The hedge fund industry isn't going away
Bloomberg and the Financial Times have written quite a few articles recently that highlight "major" hedge fund closings. Whether it be an old, established firm closing its doors due to bad market conditions or a fund that can't meet redemptions, the financial media can't help but shout that HFs are going away. While these articles are great clickbait, they couldn't be farther from the truth. 2015 did have some funds close, but that happens every year. Too lazy to pull in the data &AUM and closings, but 2015 was not a cause for concern that the industry is going away.
Stop comparing HF returns to _______
Stop. Just stop now. Every time I see an article about a HF or HF indexes underperforming the S&P 500 I want to throw something at my monitor. The goal of a Hedge Fund is not to beat a 100% long only index. In fact, the reason lots of large institutions put HFs in an asset class called absolute return is because they are supposed to provide a consistent absolute return, not beat the S&P. Regardless, the financial media & large pensions love to go into the spotlight and talk about the underperformance of hedge funds. If your hedge funds provide consistent positive returns throughout a market cycle you're getting your money's worth and more. Stop complaining about relative performance.
Hedge funds aren't hedging
Going off the last point, more & more HFs aren't hedging their portfolios anymore. Especially in L/S equity. I cannot tell you how many times I see a portfolio that is 80% net long and calls itself L/S. I'm sorry, but at that point your beta is probably as close to 1 as a Vanguard mutual fund. This is late cycle behavior when managers are trying to chase extra bps by going just a little longer. Unfortunately, they'll lose a lot more in the next downturn.

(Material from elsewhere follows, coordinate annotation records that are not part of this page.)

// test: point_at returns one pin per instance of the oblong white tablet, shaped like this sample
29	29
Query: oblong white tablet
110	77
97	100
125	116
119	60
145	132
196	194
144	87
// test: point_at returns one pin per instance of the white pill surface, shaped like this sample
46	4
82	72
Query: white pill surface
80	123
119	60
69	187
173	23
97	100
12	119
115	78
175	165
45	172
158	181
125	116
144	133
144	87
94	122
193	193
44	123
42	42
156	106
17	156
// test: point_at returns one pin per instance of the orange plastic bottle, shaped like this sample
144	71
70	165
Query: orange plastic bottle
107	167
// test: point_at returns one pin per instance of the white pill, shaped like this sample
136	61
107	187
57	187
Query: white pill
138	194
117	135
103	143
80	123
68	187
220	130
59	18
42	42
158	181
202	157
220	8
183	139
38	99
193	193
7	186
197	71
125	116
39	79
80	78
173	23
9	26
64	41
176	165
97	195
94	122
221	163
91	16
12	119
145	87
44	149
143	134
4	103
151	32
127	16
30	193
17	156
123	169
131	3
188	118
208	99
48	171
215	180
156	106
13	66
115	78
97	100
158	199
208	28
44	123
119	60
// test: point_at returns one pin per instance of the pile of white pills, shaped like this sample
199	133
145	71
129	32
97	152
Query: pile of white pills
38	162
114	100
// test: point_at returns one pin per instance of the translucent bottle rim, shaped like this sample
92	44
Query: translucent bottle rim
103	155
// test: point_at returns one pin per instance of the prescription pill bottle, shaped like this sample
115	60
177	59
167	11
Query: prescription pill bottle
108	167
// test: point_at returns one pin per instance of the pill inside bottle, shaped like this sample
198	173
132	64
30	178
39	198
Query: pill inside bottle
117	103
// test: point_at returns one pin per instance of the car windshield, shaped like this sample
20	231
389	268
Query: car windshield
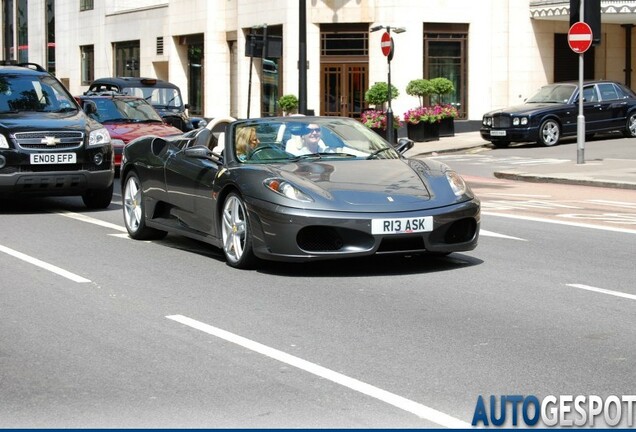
33	93
160	97
307	139
556	93
123	110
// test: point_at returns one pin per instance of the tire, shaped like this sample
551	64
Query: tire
630	125
236	232
135	211
98	198
549	133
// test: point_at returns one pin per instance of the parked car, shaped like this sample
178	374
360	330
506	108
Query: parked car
552	113
357	196
125	118
48	145
164	96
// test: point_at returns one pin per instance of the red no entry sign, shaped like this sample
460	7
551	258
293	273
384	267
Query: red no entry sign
386	44
580	37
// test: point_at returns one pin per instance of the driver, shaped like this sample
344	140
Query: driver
246	142
308	143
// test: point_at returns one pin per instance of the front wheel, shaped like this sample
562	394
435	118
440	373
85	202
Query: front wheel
236	231
549	133
135	212
630	126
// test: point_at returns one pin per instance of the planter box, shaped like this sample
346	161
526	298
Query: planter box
447	127
423	131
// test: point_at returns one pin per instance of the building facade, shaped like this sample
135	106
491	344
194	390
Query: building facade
496	52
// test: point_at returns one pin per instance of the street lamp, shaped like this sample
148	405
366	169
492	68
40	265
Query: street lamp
389	56
252	50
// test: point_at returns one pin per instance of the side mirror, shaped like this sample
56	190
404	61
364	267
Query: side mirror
403	145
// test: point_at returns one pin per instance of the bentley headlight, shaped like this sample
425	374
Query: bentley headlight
98	137
286	189
456	182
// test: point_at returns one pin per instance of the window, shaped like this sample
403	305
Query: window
86	5
50	36
126	58
446	55
88	64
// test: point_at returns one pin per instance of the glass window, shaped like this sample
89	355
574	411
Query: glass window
446	56
86	5
127	58
88	62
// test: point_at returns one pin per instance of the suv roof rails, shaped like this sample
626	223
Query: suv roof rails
33	66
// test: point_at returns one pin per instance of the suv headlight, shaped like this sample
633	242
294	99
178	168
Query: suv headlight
98	137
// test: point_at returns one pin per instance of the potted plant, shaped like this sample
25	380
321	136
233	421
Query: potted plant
440	88
420	88
376	119
423	122
378	94
288	103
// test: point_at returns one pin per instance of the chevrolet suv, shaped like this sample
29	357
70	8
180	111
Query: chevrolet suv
48	145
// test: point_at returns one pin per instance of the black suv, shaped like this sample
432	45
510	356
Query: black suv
164	96
48	145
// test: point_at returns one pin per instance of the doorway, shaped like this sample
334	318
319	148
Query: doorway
343	87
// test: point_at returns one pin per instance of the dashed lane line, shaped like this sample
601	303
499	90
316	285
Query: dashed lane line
46	266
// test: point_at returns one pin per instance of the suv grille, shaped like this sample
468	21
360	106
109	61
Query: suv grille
58	140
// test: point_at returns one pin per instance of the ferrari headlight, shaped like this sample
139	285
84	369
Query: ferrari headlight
456	182
98	137
286	189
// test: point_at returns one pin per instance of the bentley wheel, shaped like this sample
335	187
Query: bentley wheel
134	212
549	133
630	127
235	228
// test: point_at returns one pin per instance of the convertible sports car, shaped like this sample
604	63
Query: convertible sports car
295	189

Everyone wants to be a hedge fund
A hedge fund is a structure, not an asset class. It's a comingled fund that typically charges above average fees. I've recently seen quite a few long only public equity strategies that are comingled funds with lockups and high fees. What? You'reequities that you could easily exit in a few days of trading and you want 2/20 with a 2 year lockup and quarterly liquidity? Being a hedge fund is the cool thing to do now and long only equity managers are starting to do it. The point of liquidity notice periods is for illiquid investments and the higher fees are for superior returns in a full market cycle. Long only equity investors cannot provide this and therefore do not deserve these fees and structures. Yet, unsophisticated investors who want to sound impressive will invest in these funds, hence encouraging others to do the same.
Things are getting more complicated
This is the last point I'm going to make. I'm seeing more "new" strategies. Funds that do things that don't make sense or are hard to understand. My favorite was a placement agent who said "returns come from a variety of places" when asked what the drivers of a firm's strategy was. The strategy made such little sense that even the placement agent couldn't explain it. If it hasn't been done in the past, there's probably a reason for it. Why are you so lucky that you figured something out that all the other smart people couldn't? Not saying it can't happen, just very unlikely.
That's it for my rambling. It's an interesting time to be an investor. I think we'll see the landscape change over the next decade where the truly great hedge funds will continue to prosper under the premium structure and more of the lower tier funds will revert to traditional structures or close. More random thoughts to come in the future.